Charly Palmer is all in. Blackness. No half-stepping. No excuses. The Power of BE, 15 new paintings by the Atlanta artist, are vivid, large-scale works that act as an artistic benefactor for Black humanness. See them through March 25 at Mason Fine Art in Midtown.
You’d be wise to pause and take in the saturated color and specificity in each piece and to note the commonality in their titles — each begins with a “Be-” syllable.
Becoming, a 60 x 48-inch acrylic on canvas and the exhibition’s focal point, details the journey that began in Africa. Notice that the first figure wears symbolic, geometric African patterns and a grand floral headdress of wisdom and strength. The next three bodies are bare, but if you dare to stare, you’ll see the power within slavery, bondage and deliverance. Interestingly, the last figure walks in the sun, his body continuing slightly past the edge of the canvas, perhaps depicting an ever-ending life.
In exhibition materials, Palmer says that The Power of Be is “both a statement about what is happening now and a question of what’s beyond. [It] also stands alone as a statement of how we exist in the world today, something that is ever-evolving.”
For more than 30 years, Palmer’s art has spoken for itself, perhaps most loudly last July when he did the cover art and several inside illustrations for Time magazine’s “America Must Change” issue and, about the same time, with singer-songwriter John Legend’s Bigger Love album.
Palmer’s signature florals (inspired by Irma Walker, his late mother) are seen in much of The Power of Be. Black beauty thrives in stories of past and present. The term “be” is evident throughout, including in Palmer’s music and fashion collaborations. Make sure you take your cellphone and earbuds to get the full experience.

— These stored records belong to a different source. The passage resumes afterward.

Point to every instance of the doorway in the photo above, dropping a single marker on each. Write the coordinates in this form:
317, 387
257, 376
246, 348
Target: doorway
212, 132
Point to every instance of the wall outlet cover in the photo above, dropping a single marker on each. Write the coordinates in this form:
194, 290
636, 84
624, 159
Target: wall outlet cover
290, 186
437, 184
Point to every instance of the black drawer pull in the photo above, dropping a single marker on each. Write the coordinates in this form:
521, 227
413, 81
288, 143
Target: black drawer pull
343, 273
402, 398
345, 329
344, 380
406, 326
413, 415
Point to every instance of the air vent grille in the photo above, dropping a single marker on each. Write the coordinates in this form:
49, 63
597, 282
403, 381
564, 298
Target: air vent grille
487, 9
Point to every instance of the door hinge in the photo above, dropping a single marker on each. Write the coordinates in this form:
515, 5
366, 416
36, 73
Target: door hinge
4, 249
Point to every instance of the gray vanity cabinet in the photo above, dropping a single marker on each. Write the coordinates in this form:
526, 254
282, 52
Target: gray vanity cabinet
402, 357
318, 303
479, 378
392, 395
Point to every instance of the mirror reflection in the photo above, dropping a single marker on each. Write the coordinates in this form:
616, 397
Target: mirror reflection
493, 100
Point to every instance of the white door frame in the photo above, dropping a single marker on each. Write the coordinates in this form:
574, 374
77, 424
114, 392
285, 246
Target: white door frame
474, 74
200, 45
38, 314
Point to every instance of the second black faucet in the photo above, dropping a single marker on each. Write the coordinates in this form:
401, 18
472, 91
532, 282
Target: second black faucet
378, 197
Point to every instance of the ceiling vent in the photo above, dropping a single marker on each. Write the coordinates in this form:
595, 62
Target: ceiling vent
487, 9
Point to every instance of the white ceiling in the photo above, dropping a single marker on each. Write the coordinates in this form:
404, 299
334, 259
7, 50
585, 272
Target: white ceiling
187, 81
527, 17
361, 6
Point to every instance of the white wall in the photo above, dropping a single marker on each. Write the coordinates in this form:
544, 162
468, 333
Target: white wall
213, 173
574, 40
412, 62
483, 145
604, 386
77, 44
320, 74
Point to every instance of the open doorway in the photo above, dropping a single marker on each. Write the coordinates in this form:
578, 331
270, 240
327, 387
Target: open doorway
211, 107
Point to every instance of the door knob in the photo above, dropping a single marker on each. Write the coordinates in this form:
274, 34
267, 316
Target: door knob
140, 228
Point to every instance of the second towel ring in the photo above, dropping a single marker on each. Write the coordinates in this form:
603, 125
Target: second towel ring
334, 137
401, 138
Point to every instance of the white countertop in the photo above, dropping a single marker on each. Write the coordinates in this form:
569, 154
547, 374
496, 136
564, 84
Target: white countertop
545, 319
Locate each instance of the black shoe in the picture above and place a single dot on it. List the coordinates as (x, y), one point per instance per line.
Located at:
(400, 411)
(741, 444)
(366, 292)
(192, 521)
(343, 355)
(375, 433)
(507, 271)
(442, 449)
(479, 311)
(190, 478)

You’ll be able to access QR codes to hear original music to accompany your journey. Palmer created the music with the ensemble Bouquet, formed for this project — cellist/composer Okorie “OK Cello” Johnson, vocalist Malesha Jessie Taylor and DJ/producer Salah Ananse. He also collaborates with fashion designer Kenya Freeman (Project Runway Season 16) who created two original dresses that are a part of Palmer’s Beautiful Blue and Beautiful Bloom, both framed in shadow boxes with silk floral bouquets at the base. Slave-ship replicas are included. Bloom features nature-inspired African patterns and leaves, while Blue is rendered in indigo and rooted in African culture.
Palmer uses his paintbrush as a griot, or storyteller of West African culture and history. He punctuates each painting’s title with a comma (left out here for clarity). Each work wants you to pause in order to receive its stories. Bemoaned, for example, pushes you to go beyond the woman’s hair to its significance as a crown atop a bound body that bears witness to burdens.
In Betrayal, a disconnected connect between the positioning of the man’s head and the woman’s over-the-shoulder stance. You can’t tell who’s point of view Palmer created first. The woman’s ear is close to the man’s mind. What does she sense? Betrayal makes you wonder if Palmer channeled the James Baldwin essay The Fire Next Time: “Love takes off the masks that we fear we cannot live without and know we cannot live within.” Baldwin — who Palmer often paints — described love as a “state of being”; Palmer’s subjects seem to reside in a place of being made whole.
Take the woman’s crown, a collage of ancestry, history and weight, including text scattered within: “universe / love / wellness / respect / foundation.” Note that the words “country” and “movement” are upside down. Is the betrayal in the subjects themselves or is it in society? The blue and black circles in her dress, topped by lace, may well share a story of wholeness amid the brokenness, or vice versa.
Beloved makes us smile with its vibrant colors and tenderness, a reminder that we’re all in this pandemic together. We see the hands of parents. One adjusts the child’s floral face mask, the other her bike helmet. Both accessories carry space and stars imagery.
We must trust Palmer’s intentionality. The likenesses of Congressman John Lewis and voting rights leader Stacey Abrams in Be Good Trouble and Be Determined, respectively, display tenacity and strength. The tops of their faces are distinct, the bottoms covered by masks that evoke visions of ancestors and the power of speaking their truths.
This exhibit begins Palmer’s plan to continue exploring “be” installations throughout 2021 — Believe to see. Believe to hear. Believe to embrace.
Twenty percent of the proceeds of art from this show will be donated to Meals on Wheels Atlanta. And so The Power of Be reminds us that everything may be eventually all right. The revelation is real. Be ready.